Do you have data waste or
data base?
By Gints Plivna
Characteristics for data waste
2. The only well-informed person has
left a while ago
5. All logic in application / db has
only tables
7. Physical attributes of database
objects
7.1.
No constraints and referential
integrity
7.2.
Cryptic and uninformative
column/table names
7.3.
Many columns like notes without
any classifiers. Each user enters data in his own style
7.4.
Character data type instead of
date, number
1. Evolution and changes are almost
impossible
2. Migration is almost impossible
3. Theory that application is the
main entity not data
Every
person more or less is familiar with data bases. Starting with heap of scratch
papers, notebooks (I mean the old ones on the paper :), and ending with
relational data base management systems storing zillions of records. Not so
many people think they are familiar with data wastes. But in reality most
probably they are! You ask – what is data waste? In short – this is data base
where there aren’t clearly defined algorithms how to get out rational data.
You
probably have (or had) an old notebook on paper with very important information
including phone numbers, addresses, peoples etc. randomly written in. The same
probably could be said about files and directories of your own work computer
(if you have a perfect system, then most probably you are an exception :).
So who
cares about your own notebook or computer?

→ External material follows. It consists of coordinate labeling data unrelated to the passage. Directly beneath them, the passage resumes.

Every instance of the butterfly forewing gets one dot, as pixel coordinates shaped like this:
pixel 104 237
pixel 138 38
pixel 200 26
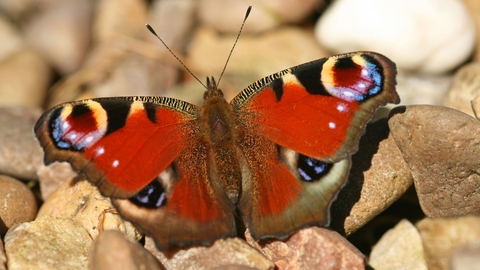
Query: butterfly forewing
pixel 279 152
pixel 300 127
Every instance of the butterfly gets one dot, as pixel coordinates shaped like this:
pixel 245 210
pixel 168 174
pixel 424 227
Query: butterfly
pixel 275 157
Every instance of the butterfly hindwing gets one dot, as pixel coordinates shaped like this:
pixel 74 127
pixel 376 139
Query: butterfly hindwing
pixel 122 144
pixel 302 125
pixel 278 153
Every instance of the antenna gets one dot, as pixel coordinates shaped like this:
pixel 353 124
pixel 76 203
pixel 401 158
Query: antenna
pixel 235 43
pixel 174 55
pixel 229 55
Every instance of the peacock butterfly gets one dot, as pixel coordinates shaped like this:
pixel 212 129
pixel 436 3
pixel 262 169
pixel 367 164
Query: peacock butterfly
pixel 276 156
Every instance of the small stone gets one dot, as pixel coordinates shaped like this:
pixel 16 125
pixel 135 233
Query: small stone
pixel 473 7
pixel 18 203
pixel 440 146
pixel 114 250
pixel 81 201
pixel 312 248
pixel 25 77
pixel 476 107
pixel 226 16
pixel 47 243
pixel 465 87
pixel 119 17
pixel 63 44
pixel 420 88
pixel 379 176
pixel 442 236
pixel 254 57
pixel 399 248
pixel 12 41
pixel 20 153
pixel 53 176
pixel 222 252
pixel 466 258
pixel 430 36
pixel 3 256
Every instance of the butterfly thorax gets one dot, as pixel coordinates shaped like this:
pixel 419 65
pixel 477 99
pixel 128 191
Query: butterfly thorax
pixel 218 122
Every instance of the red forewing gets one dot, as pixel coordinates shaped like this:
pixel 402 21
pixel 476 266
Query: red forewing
pixel 300 127
pixel 279 152
pixel 121 144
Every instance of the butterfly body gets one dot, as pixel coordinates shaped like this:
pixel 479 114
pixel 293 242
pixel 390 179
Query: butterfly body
pixel 276 155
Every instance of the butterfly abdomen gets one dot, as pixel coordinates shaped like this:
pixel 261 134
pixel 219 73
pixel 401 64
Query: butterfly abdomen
pixel 218 120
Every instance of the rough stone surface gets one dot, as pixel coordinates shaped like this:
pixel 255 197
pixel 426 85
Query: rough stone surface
pixel 466 258
pixel 63 44
pixel 379 176
pixel 226 16
pixel 52 176
pixel 20 153
pixel 442 236
pixel 441 147
pixel 114 250
pixel 476 107
pixel 432 36
pixel 47 243
pixel 3 257
pixel 464 88
pixel 18 204
pixel 312 248
pixel 81 201
pixel 473 7
pixel 223 252
pixel 399 248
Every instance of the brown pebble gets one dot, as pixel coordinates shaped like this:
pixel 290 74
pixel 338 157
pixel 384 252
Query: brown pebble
pixel 312 248
pixel 441 148
pixel 114 250
pixel 18 203
pixel 47 243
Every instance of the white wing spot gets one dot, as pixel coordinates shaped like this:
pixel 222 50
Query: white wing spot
pixel 100 151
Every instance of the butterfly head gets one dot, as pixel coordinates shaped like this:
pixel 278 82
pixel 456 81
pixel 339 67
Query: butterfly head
pixel 212 90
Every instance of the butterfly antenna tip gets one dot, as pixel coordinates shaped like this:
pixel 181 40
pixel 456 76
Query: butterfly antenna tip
pixel 235 43
pixel 150 28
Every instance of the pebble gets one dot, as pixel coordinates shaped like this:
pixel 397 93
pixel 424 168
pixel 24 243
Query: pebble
pixel 226 16
pixel 474 9
pixel 399 248
pixel 443 236
pixel 476 107
pixel 229 251
pixel 25 77
pixel 20 153
pixel 18 203
pixel 63 44
pixel 379 176
pixel 3 257
pixel 81 201
pixel 47 243
pixel 430 36
pixel 440 146
pixel 113 250
pixel 465 87
pixel 12 40
pixel 312 248
pixel 466 257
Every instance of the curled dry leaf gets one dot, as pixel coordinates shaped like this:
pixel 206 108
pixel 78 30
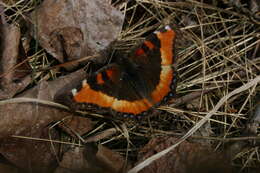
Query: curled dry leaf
pixel 9 49
pixel 73 29
pixel 186 158
pixel 32 120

Nobody do, except you. But in case
of databases used by many people situation turns out far worse.
The first
big chapter “Characteristics
for data waste” describes how one can identify data waste. Second
chapter “Consequences of
data waste” outlines most important and worst consequences of
data waste.
Characteristics
for data waste
This
chapter tries to formulate most common and important characteristics describing
a data waste. Most of the time none of them are true/false type features but
the more of them you have the more your data base is data waste with all
possible (negative) consequences.
Although
the references are mostly related to Oracle the concepts are valid for each and
every database management system that has more advanced features than simply
storing data in tables.
1. Lack of
documentation
What I understand by documentation? Documentation in reality can be stored in many ways. You can have it in Software design description according to IEEE standard, separate document called something like Database design description or even in comment format in database. The most important thing isn’t that you have enumerated all the tables and columns, but that you have described what they contains, what possible values they could have, what these values mean, what relationships they have etc. One can easily generate table, column, column data type, primary key, foreign key and list of other database objects from data dictionary. The main problem is to understand what these objects contain and what the purpose they serve is.
Further reading:
1.http://www.bbc.co.uk/guidelines/newmedia/word_docs/OracleDatabaseDesignTemplate.doc
- New Media (Oracle) Database Design Template.
2. The only
well-informed person has left a while ago
In conjunction
with “lack of documentation” (1) and “all logic in application / db has only
tables” (5) you are in a big trouble if you need to change something or get
reasonable data out. The only way is to analyze the data model, analyze the
data and analyze the application code (if source is available). This takes
time. This takes lot of time. And there is no guarantee that you have made
changes in a right way. Probably after some time you’ll find that your changes won’t
work for a very special case and worst of all have silently damaged your other
data. So take care of your only well-informed person and force him to correct
“lack of documentation” or at least deliver his knowledge to others.
3. Lack of
initial design
Initial
design is crucial for almost everything that is at least a bit complex. You
cannot build a big house without accepted project. Unfortunately many times
because of false expectations that it would be cheaper information systems are
built without any initial design. Actually it will be far more expensive at
least in long term. The earlier the mistake is allowed the harder is to correct
it. If your data model is incorrect in the very root it will affect all the
system and even best programmers in the world wouldn’t be able to make the
application performance acceptable.
Further reading:
Logical modelling
1. Data
Model Patterns: Conventions of Thought by David C. Hay, ISBN: 0932633293;
2. The Data
Model Resource Book, Vol. 1: A Library of Universal Data Models for All
Enterprises by Len Silverston, ISBN: 0471380237;
3. Requirements
Analysis: From Business Views to Architecture by David C. Hay, ISBN: 0130282286;
4. http://www.phlonx.com/resources/nf3/
- Tutorial on Database Normalization;
5.http://asktom.oracle.com/pls/ask/f?p=4950:8:::::F4950_P8_DISPLAYID:6692296628899
– only one table with complex object as blob;
6. Oracle
Insights Tales of the Oak Table, Chapter 11 Bad CaRMa by Tim Gorman, ISBN:
1590593871;
7. http://www.learndatamodeling.com/
- a short description of data modelling.
8. http://www.tdan.com/edatt1_archive.htm - article archive. You can search for example for David Hay; he has some valuable free articles there.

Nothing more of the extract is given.